New York, New York – Cut or uncut bagels, that is the question. An obscure New York sales tax regulation mandates that the sale of whole bagels isn’t subject to sales tax, but the tax applies to sliced or prepared bagels with cream cheese or other toppings. The state’s Department of Taxation and Finance also reminds business owners and consumers alike that “if the bagel is eaten in the store, even if it’s never been touched by a knife, it’s also taxed.

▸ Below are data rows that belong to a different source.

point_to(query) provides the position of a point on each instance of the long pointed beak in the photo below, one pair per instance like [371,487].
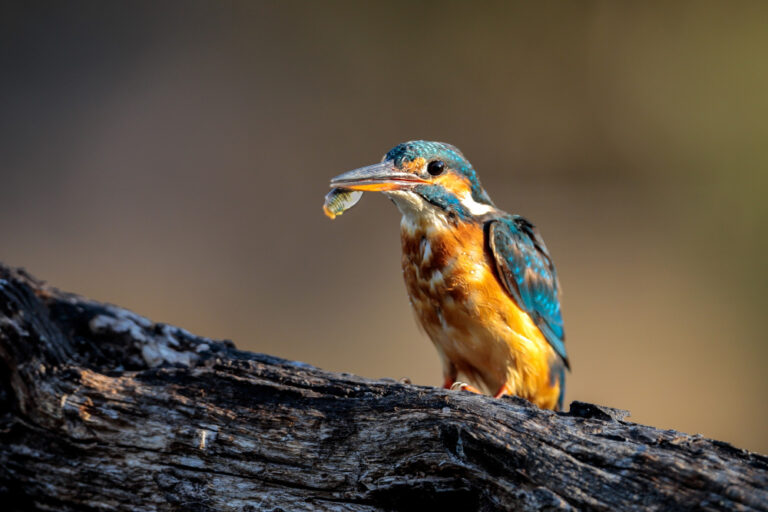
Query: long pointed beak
[380,177]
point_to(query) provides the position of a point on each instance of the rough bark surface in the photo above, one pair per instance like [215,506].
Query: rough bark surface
[101,409]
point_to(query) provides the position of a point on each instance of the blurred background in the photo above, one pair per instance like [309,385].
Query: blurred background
[173,157]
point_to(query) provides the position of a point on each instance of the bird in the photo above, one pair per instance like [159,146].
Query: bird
[481,281]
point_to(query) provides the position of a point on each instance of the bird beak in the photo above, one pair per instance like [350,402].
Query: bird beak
[381,177]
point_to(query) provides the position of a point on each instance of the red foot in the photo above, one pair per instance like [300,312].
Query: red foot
[463,386]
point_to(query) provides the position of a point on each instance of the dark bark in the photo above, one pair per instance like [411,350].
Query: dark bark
[101,409]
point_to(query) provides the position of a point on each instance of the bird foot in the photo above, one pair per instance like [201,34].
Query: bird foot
[463,386]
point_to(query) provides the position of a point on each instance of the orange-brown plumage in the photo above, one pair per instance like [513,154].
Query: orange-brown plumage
[480,333]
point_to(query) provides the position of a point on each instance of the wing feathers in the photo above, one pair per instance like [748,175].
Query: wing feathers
[527,272]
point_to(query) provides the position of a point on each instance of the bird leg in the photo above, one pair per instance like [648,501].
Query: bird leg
[505,390]
[463,386]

For Conrad Smith, a homeless New Yorker who is a veteran of the Vietnam War, this regulation has opened up a lucrative opportunity for him to earn an average of $250 a day. Smith has set up a makeshift “shop” just outside a popular bagel store on 42nd Street. He invested $50 dollars of his hard-earned cash to purchase a portable table and chair combo from IKEA, and a stainless bread knife from Crate & Barrel.

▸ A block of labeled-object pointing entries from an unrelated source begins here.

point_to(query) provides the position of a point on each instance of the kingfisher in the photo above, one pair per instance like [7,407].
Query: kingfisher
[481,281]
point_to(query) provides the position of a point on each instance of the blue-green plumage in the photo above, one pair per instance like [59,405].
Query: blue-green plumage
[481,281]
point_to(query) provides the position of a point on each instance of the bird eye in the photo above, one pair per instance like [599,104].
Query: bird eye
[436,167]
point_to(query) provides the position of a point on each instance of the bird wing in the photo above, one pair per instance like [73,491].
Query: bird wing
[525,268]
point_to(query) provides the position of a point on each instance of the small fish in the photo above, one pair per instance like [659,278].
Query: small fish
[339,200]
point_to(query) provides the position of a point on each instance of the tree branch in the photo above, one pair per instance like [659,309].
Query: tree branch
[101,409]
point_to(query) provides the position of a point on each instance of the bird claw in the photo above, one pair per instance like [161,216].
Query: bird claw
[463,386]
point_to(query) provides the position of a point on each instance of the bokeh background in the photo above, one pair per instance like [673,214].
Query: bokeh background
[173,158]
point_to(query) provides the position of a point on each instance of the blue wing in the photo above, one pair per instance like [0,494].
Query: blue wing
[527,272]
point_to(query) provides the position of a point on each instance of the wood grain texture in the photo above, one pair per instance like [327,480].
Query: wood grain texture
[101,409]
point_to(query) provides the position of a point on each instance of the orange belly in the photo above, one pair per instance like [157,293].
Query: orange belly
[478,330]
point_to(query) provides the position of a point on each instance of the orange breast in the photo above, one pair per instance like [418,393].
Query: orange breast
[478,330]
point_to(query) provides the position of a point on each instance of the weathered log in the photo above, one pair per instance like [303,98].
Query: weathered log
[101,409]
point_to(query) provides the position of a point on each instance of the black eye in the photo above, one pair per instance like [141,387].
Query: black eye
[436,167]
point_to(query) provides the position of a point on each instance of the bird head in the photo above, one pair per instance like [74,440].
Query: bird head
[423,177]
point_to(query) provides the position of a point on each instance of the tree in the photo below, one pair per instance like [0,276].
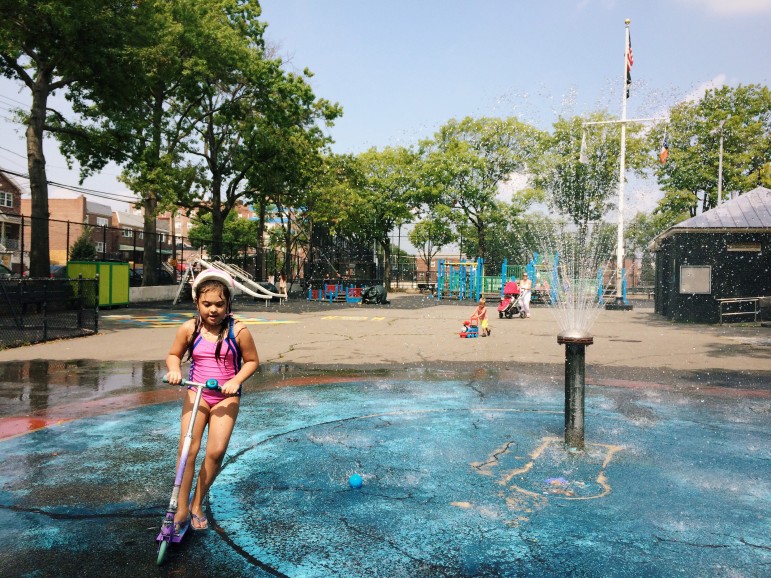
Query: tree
[429,236]
[258,135]
[380,197]
[742,115]
[237,233]
[467,160]
[188,50]
[56,45]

Seven days a week, Smith sets up shop and charges fifty cents for every bagel he cuts with his knife and another fifty cents for the use of his portable table and chair. Customers are glad to patronize Smith’s business, saying that they’d rather help a veteran than pay extra in sales tax to add to the state’s already fat coffers.

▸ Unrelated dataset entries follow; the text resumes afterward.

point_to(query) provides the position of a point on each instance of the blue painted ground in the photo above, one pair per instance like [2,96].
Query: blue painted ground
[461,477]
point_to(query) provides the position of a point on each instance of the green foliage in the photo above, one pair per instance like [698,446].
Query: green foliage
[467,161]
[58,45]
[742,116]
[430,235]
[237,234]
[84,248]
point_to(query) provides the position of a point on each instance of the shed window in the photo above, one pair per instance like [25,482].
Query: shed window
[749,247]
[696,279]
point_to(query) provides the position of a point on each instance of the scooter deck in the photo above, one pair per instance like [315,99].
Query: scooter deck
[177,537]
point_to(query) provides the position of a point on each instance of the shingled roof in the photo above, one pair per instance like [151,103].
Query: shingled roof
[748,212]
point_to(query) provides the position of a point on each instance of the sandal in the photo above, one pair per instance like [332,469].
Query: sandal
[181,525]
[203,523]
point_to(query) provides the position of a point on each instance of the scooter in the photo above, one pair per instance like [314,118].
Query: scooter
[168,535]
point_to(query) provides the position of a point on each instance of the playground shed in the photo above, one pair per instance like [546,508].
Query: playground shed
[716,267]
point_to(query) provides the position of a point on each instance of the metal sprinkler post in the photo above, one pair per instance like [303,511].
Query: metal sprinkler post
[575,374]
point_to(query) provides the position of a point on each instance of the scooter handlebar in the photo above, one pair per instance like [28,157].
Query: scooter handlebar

Although New York, like San Francisco, has a “sit and lie” ordinance, prohibiting homeless and other people from sitting on sidewalks, setting up a table and chair along the sidewalk does not violate the ordinance.
Smith told The Adobo Chronicles that he is saving up his earnings so that one day, he can establish his own bagel shop, and give another homeless veteran the opportunity to make a living cutting whole bagels.